Ok so we’ve addressed the common issue of why horse’s get transitioned into bigger bits here’s the life hack tip! STOP USING BOTH REINS AT THE SAME TIME! <<< Read that again. Softness is achieved when one rein is used at a time. I know you’re sitting there reading this saying “well my horse neck reins I ride with one hand I have to use both reins at once”, well my young grasshoppers, if you’re in constant contact with your horses face and you’re neck reining your horse needs to go back to the schooling pen and learn to neck rein with ONTLY PRESSURE ON THE NECK WITH THE REIN. This is the intended way of neck reining. Despite what people see on TV of old westerns and horse’s faces being yanked around that’s a perfect example of what NOT to do. Again, SOFTNESS STARTS WITH YOU!

Now let’s talk about bits! “The narrower the mouth, the harsher the bit” also “the longer the shank, the harsher the bit”. For example, let’s talk snaffles. A twisted wire mouth is much harsher than an eggbutt snaffle (Photo’s shown below). The eggbutt snaffle is one of the thickest you can find and I start my colts in this bit.
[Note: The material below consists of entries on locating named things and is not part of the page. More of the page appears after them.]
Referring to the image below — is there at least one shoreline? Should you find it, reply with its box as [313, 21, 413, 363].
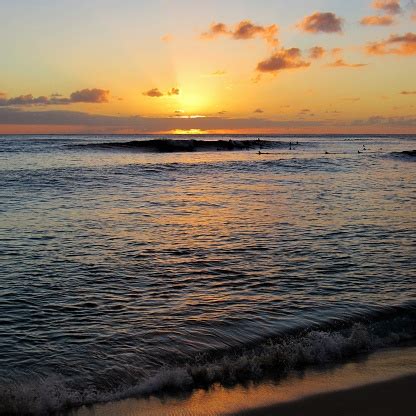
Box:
[72, 345, 416, 416]
[234, 374, 416, 416]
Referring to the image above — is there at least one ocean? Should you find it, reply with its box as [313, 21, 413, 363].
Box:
[0, 135, 416, 414]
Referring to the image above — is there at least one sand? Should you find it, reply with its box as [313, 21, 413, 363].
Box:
[234, 375, 416, 416]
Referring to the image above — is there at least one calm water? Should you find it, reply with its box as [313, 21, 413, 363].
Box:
[0, 136, 416, 413]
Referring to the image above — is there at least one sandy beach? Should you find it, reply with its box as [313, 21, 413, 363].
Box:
[234, 375, 416, 416]
[69, 346, 416, 416]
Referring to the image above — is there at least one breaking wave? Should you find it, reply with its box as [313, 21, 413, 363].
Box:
[0, 303, 416, 415]
[76, 139, 288, 153]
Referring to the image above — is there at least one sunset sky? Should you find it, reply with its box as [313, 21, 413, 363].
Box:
[0, 0, 416, 133]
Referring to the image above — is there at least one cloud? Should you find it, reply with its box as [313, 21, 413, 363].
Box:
[257, 48, 311, 73]
[0, 108, 416, 134]
[372, 0, 402, 14]
[160, 33, 175, 43]
[168, 88, 180, 95]
[353, 116, 416, 127]
[211, 70, 227, 77]
[297, 12, 343, 33]
[309, 46, 326, 59]
[327, 58, 368, 68]
[70, 88, 110, 103]
[143, 88, 180, 98]
[0, 88, 110, 107]
[143, 88, 164, 98]
[201, 20, 279, 46]
[360, 16, 394, 26]
[366, 32, 416, 56]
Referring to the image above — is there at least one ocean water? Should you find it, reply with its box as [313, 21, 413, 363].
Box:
[0, 136, 416, 414]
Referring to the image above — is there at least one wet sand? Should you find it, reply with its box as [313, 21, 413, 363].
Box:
[234, 375, 416, 416]
[72, 346, 416, 416]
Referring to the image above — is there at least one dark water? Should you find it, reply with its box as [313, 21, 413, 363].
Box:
[0, 136, 416, 413]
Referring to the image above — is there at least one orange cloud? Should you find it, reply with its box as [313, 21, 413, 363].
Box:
[360, 16, 394, 26]
[0, 88, 110, 107]
[327, 58, 367, 68]
[168, 88, 180, 95]
[257, 48, 310, 73]
[201, 20, 279, 46]
[309, 46, 326, 59]
[372, 0, 402, 14]
[143, 88, 180, 98]
[70, 88, 110, 103]
[160, 33, 174, 42]
[143, 88, 164, 98]
[297, 12, 343, 33]
[366, 32, 416, 56]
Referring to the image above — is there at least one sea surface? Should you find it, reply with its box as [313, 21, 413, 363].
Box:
[0, 136, 416, 414]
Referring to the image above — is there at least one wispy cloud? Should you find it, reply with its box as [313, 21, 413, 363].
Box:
[372, 0, 402, 15]
[297, 12, 343, 34]
[160, 33, 174, 43]
[309, 46, 326, 59]
[257, 48, 311, 74]
[366, 32, 416, 56]
[201, 20, 279, 46]
[360, 16, 394, 26]
[0, 88, 110, 107]
[143, 88, 180, 98]
[327, 58, 368, 68]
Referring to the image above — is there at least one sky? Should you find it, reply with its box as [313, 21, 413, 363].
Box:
[0, 0, 416, 134]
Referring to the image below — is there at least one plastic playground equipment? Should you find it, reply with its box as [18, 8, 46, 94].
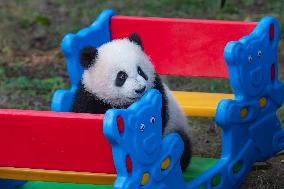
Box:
[0, 10, 284, 189]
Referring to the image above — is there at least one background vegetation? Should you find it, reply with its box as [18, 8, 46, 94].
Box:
[0, 0, 284, 189]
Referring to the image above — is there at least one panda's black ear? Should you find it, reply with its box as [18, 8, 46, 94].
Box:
[128, 33, 144, 50]
[80, 46, 98, 69]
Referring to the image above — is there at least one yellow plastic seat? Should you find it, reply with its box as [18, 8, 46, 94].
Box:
[173, 91, 234, 117]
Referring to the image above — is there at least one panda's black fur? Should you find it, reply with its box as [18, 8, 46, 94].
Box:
[71, 33, 192, 171]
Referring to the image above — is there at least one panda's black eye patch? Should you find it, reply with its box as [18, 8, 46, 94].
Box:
[137, 66, 148, 80]
[115, 71, 128, 87]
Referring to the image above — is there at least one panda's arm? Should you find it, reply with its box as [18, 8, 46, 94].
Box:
[71, 86, 111, 114]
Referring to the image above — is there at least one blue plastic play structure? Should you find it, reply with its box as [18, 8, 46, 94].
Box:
[0, 10, 284, 189]
[52, 11, 284, 189]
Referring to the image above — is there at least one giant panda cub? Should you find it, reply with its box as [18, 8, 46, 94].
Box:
[72, 33, 191, 171]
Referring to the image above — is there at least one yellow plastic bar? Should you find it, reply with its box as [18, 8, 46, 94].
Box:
[0, 167, 116, 184]
[173, 91, 234, 117]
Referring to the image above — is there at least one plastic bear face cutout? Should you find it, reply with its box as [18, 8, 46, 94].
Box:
[129, 94, 162, 163]
[225, 17, 279, 98]
[104, 90, 162, 167]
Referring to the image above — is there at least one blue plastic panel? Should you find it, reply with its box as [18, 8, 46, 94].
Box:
[104, 89, 185, 189]
[51, 10, 115, 112]
[104, 17, 284, 189]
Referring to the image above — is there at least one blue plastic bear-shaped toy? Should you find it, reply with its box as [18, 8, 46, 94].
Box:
[104, 89, 185, 189]
[216, 17, 284, 186]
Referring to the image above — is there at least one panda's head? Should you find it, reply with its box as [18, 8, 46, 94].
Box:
[80, 33, 155, 107]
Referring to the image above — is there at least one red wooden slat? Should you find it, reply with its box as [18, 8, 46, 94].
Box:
[0, 110, 115, 173]
[110, 16, 256, 78]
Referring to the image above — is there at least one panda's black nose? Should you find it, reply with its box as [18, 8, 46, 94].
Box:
[135, 87, 146, 94]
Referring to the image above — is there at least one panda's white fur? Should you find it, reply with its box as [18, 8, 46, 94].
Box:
[82, 39, 155, 107]
[72, 35, 191, 170]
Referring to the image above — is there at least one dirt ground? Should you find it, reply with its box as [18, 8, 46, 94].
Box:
[0, 0, 284, 189]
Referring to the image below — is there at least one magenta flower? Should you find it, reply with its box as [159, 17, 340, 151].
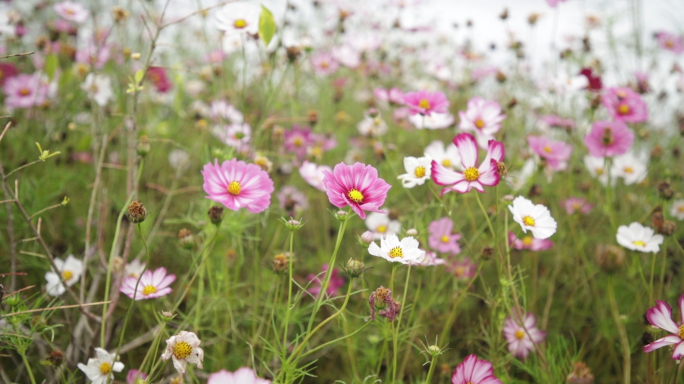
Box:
[508, 231, 553, 252]
[404, 91, 449, 116]
[202, 159, 273, 213]
[2, 73, 48, 108]
[306, 263, 344, 298]
[428, 217, 461, 255]
[53, 1, 89, 24]
[656, 31, 684, 54]
[323, 163, 392, 219]
[451, 355, 501, 384]
[119, 267, 176, 301]
[644, 295, 684, 360]
[584, 121, 634, 157]
[432, 133, 506, 195]
[527, 135, 572, 171]
[601, 87, 648, 123]
[504, 313, 546, 360]
[458, 96, 506, 149]
[561, 197, 594, 215]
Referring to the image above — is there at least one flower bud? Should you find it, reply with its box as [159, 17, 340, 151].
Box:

The twisted wire is meant to catch the horse’s attention and is not meant to be used harshly or it will cause damage to the horse’s mouth. Still on the subject of snaffles there’s different side pieces that are meant for certain purposes. The “full-cheek” snaffle is great for teaching colts to turn and listen to the bit. The unique sides help push the horse’s face over when adding pressure also it’s nearly impossible for this bit to slip through the horse’s mouth. Then there’s the common “O- ring” snaffle that is the softest side you can find because it moves and has zero direct pressure. I personally love my “O-ring” snaffles I use them everyday on all levels of horses. Then the “D-ring” snaffle the D-ring is shaped like a D and is direct contact unlike the O-ring. It’s a step up from the O-ring. This bit is another I use frequently. There are thousands of bits but this is to help educate on the uses of the primary bits.

Before we finish up I’m going to add, if you are riding your horse in a shank bit weather the mouth is broken or solid with a port (port is a curb bit used on finished horses who can neck rein properly and softly) if you’re riding with a shank bit use ONE hand. If you’re “schooling” then go back to a simple snaffle not a shank. The shank is intended to direct pressure for riding with one hand. It’s not designed for two handed riding. If used with two hands it’s very harsh even tho you think it’s not because of the broken mouth. The longer the shank the harsher the bit. Snaffles are for two hands and schooling, shank bits are for one hand and neck reining.

Next time you ride just imagine having the bit under the horse’s tail instead of its mouth. Would you treat that area as harshly as you do their mouth?

Softness starts with you! If you want a soft horse, you need to become a soft rider!

Below are photos of bits I’ve mentioned.

The twisted wire bit
The eggbutt snaffle which is one of the softest bits you can find. Note the thick mouth piece.
The O-ring snaffle
The traditional curb bit. The curve in the middle is called the port. The higher the port, the harsher the bit. Also this has mild shanks. The longer the shank the harsher the bit.
Here is the long shank snaffle bit. Never to be confused with a regular snaffle because of the mouth piece. Not intended for use with two hands.
Another favorite of mine, the Tom Thumb bit. This is the only shank bit I use on my finished horses after they graduate from the snaffle bits. Short shank, thick mouth, snaffle style bit. Not harsh at all and only intended for use with on hand once the horse is finished.
Horses don’t need bits. Riders need bits.